Haven’t heard much more about it since it splashed, but I’d be all over this. So many options: a blood glucose monitor for diabetes that’s actually a visual graph on your skin (how much cooler than pricking your finger and using a handheld?) or even for burning a few extra calories (hey guys, look at my animated full-back tat! It burns 20 calories an hour!!)
Ah, yes, the steam-powered prosthetic. It showed promising strength, but definitely had hurdles: potentially hazardous fuel, extremely high-precision machining, and burning-hot components. (Of course, these would likely have been selling points with the steampunk crowd.) Given that I don’t see anything new about it since 2007, and the deadline for the DARPA program was 2009 for a commercially available arm, it seems likely that their funding was dropped.
Something is wrong there. You can’t burn hydrogen peroxide. Hydrogen peroxide is already as “burned” (oxidized) as it is possible to get. It says it “burns” to produce pure steam. Either they are using the peroxide to “burn” (oxidize) hydrogen or they are reducing the peroxide to make water plus oxygen. Maybe (I don’t know) the latter is an exothermic reaction that will produce steam if it goes fast enough, but I would not have thought this would provide a very energy dense fuel source, even if it were. All in all, something is definitely not right with the info in that article. There is not way to go from just H[sub]2[/sub]O[sub]2[/sub] to just pure H[sub]2[/sub]O). The numbers don’t add up.
The decomposition of H[sub]2[/sub]O[sub]2[/sub] into H[sub]2[/sub]O and O[sub]2[/sub] is both an energy producer and just about the most common reaction anybody knows about Hydrogen Peroxide. True, it doesn’t go “to just H[sub]2[/sub]O” but it is used as a propellant in a variety of specialty applications such as rocketry and submarines. Hydrogen peroxide - Wikipedia
Blood doesn’t power your limbs, nerves do. Blood feeds the nerves and muscles. There is new research into enervated prosthetics that allow the patient to feel what the prosthetic hand touches.
Not exactly. Chemicals crossing the nerve synapses cause an electrical reaction that causes the muscle to move. All the blood in the world won’t make a muscle move without the nerve firing.
And all the gasoline in the world won’t make a car move without a functioning engine but we’re still comfortable saying that the gas fuels and powers the car.
I’ve heard of this, but only in connection with things like implanted pacemakers (or which I have one). My battery will have to be replaced one of these years and I am hoping that by the time it happens this will be perfected. (They replace the whole device, not just the battery.)
It would seem to me that powering an arm or leg would require orders of magnitude more power than a pacemaker.
Remember that your pacemaker does not power your heart. It stimulates the cascade that results in muscle contraction, powered by ATP, which is made from glucose, which is carried in the blood.
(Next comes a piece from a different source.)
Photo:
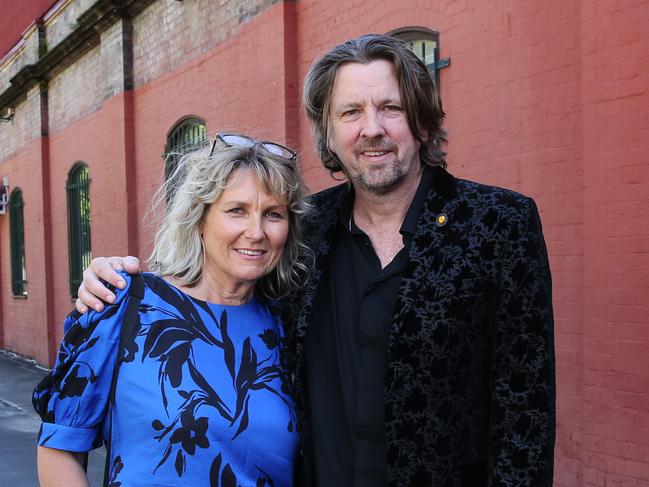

This takes a minuscule amount of energy, such that the battery lasts for years, and a good chunk (half?) of its energy is spent on background functions unrelated to muscle stimulation.
And you have to pull the trigger of a gun to make the bullet fly, but no one claims your finger powers the bullet. Nerves are an electrochemical signaling device.
This makes me wonder what kind of devices could be reasonably powered by glucose? The aforementioned pacemaker and blodd monitor, sure. Could something as large as a cell phone be charged with glucose power? RFID chips get their power from outside induction IIRC. But what about a more active device that could broadcast things like a homing beacon or health monitoring device?